Subject: | Possible bad parsing of mbox file |
I'm using Mail::Box in an application involving the processing of Linux Kernel mbox archives. The mbox file in question that's causing this problem is ftp://ftp.uwsg.iu.edu/pub/mail.archive/kernel/kernel.0401.1
I load the file into Mail::Box with the following:
...
my $folder = $box->open(folder => $file, type => 'Mail::Box::Mbox');
push @all_messages, $folder->messages(); # Add all the messages.
..
And then I use Mail::Thread, and then run:
my $threader = new Mail::Thread(@all_messages);
$threader->thread;
This is the point at which, while processing the file, I receive this warning:
WARNING: Illegal character in field name From linux-kernel-owner+lnxkrnl-gauley.ucs.indiana.edu@vger.kernel.org Thu Jan 15 23
This is after being suspicious that the original "=40" was responsible, and I ran sed to replace these instances with "@". But no, this is the same From line that distinguishes the bottom of one message from the top of the next, and not a header. It's only happening with this one file; other mboxes in the same directory don't have a problem. Similar lines in other files run smoothly.
More important than the warning, memory usage spikes.

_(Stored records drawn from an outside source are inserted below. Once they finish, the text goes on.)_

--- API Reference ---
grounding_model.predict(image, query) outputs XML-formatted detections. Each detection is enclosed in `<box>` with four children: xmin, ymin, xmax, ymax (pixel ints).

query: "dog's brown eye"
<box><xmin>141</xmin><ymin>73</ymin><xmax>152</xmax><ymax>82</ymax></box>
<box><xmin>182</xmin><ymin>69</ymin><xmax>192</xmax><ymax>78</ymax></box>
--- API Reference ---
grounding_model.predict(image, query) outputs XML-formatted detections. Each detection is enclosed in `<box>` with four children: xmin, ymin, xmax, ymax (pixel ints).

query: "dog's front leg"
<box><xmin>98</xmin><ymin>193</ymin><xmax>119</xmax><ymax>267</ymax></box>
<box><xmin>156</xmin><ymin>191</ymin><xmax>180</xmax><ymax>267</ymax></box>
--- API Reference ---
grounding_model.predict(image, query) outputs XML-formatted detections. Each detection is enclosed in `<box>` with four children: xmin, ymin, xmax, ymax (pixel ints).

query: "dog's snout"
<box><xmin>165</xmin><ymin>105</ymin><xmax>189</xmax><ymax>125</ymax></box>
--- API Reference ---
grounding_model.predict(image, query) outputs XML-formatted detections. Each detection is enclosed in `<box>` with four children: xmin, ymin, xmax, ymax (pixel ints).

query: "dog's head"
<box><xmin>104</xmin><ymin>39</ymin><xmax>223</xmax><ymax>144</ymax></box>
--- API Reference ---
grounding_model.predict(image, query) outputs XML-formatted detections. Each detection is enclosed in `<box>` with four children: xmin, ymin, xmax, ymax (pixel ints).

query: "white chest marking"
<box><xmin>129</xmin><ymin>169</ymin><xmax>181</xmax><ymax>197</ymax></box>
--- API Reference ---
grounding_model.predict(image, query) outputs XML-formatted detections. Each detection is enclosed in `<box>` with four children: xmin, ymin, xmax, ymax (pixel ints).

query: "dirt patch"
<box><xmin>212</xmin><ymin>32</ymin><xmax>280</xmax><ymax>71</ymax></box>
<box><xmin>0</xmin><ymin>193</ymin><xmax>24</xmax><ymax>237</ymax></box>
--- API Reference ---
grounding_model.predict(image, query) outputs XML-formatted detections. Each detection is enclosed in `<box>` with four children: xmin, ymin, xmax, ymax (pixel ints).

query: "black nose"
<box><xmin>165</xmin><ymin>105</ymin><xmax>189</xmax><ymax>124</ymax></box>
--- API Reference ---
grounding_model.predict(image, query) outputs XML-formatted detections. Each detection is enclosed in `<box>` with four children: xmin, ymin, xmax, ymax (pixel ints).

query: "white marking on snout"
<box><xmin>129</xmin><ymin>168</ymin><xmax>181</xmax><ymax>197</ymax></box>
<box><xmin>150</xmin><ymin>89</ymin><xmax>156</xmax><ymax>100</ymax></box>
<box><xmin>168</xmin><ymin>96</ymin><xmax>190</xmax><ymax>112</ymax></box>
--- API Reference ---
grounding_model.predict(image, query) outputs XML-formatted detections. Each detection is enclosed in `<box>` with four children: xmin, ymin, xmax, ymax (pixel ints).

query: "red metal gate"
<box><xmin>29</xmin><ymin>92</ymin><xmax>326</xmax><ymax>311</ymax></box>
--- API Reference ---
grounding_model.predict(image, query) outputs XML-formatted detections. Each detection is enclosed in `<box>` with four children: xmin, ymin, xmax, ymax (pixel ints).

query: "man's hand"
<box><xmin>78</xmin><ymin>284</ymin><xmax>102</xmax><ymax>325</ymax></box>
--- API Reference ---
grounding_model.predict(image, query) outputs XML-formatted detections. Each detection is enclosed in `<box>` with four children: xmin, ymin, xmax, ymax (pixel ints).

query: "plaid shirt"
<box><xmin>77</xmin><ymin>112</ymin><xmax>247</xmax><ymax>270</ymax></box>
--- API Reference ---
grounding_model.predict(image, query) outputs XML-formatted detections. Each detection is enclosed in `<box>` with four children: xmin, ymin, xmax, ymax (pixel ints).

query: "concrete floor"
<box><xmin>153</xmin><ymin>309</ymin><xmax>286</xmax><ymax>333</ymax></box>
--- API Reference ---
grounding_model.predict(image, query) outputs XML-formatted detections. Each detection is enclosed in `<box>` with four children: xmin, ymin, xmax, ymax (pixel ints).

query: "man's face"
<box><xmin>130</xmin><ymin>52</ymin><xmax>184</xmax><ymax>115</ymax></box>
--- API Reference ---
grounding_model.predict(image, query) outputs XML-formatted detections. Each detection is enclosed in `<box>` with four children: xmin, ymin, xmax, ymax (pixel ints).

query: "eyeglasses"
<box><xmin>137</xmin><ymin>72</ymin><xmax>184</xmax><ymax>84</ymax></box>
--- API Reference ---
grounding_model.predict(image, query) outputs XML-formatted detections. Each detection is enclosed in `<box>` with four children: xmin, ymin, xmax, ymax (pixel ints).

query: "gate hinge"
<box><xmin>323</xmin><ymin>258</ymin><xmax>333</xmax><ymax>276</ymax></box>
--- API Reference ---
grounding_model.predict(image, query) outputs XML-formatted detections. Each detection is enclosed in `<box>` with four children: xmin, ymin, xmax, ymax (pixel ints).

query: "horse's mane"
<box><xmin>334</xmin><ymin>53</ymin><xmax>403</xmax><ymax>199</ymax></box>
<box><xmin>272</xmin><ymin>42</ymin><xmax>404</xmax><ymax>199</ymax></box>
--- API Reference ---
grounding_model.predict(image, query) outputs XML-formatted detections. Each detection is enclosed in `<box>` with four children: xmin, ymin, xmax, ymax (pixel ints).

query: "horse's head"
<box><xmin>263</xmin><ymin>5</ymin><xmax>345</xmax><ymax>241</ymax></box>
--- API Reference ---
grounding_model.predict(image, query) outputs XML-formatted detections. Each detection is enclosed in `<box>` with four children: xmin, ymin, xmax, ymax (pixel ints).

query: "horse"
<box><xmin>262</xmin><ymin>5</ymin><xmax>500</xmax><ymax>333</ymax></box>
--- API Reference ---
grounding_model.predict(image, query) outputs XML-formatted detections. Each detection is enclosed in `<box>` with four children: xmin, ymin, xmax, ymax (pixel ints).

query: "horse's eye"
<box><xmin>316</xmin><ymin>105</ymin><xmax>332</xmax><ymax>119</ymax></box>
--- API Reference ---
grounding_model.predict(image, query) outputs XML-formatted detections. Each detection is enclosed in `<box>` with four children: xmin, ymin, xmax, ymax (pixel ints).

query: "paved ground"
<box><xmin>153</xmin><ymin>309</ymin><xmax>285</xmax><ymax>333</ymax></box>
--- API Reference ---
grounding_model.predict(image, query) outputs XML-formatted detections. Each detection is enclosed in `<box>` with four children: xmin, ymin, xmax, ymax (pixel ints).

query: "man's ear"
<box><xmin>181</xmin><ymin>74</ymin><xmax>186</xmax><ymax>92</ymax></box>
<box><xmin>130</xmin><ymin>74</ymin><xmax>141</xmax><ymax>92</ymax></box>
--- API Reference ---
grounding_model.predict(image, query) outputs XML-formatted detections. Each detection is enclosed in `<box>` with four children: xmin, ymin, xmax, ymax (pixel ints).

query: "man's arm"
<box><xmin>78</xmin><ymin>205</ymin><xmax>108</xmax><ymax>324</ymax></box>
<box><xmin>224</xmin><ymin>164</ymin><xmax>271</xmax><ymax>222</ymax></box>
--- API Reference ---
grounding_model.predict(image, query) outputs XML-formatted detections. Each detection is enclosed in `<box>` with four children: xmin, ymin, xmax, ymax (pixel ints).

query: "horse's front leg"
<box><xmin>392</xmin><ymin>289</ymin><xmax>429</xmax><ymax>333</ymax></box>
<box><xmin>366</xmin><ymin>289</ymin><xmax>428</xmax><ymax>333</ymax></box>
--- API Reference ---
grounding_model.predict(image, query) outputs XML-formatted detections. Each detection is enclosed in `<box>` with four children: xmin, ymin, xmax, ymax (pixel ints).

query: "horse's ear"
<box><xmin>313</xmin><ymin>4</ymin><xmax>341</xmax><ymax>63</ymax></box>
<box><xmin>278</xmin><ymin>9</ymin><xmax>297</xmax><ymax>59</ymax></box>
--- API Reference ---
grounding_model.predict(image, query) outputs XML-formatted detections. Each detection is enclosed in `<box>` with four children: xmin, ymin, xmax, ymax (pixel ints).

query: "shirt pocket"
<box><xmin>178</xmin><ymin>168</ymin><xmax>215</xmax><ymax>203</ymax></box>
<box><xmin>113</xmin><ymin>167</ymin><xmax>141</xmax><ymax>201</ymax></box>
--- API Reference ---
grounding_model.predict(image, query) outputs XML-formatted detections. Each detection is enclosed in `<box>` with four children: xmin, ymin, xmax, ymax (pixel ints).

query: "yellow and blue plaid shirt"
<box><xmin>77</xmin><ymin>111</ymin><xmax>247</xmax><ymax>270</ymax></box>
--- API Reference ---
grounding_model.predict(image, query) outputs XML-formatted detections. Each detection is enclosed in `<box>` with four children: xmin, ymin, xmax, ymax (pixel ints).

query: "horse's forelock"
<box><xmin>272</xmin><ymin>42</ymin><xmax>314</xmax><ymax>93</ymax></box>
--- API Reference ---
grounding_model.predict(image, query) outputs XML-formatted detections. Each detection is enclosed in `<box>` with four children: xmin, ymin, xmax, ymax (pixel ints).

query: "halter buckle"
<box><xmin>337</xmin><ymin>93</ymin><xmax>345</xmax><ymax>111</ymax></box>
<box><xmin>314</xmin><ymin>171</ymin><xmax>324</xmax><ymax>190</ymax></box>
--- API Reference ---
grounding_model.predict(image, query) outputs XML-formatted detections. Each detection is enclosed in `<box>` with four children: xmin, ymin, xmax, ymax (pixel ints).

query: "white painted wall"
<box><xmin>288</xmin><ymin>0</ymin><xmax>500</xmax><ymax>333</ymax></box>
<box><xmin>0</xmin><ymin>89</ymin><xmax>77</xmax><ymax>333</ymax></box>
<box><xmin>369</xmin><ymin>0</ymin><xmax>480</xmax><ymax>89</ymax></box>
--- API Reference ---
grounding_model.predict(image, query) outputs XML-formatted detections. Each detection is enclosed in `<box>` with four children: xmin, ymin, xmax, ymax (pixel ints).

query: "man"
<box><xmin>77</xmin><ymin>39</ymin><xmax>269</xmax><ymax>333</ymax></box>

The process used 1.35Gb of memory before successfully running through the script. (Luckily this machine has 9Gb of swap.) The output was not significantly affected by the warning. The machine is a dual-processor Opteron, and is thus a 64-bit architecture. I believe this may be relevant because the same warning does NOT seem to occur on my 32-bit P3 laptop. I've verified that the files are identical.
Any ideas?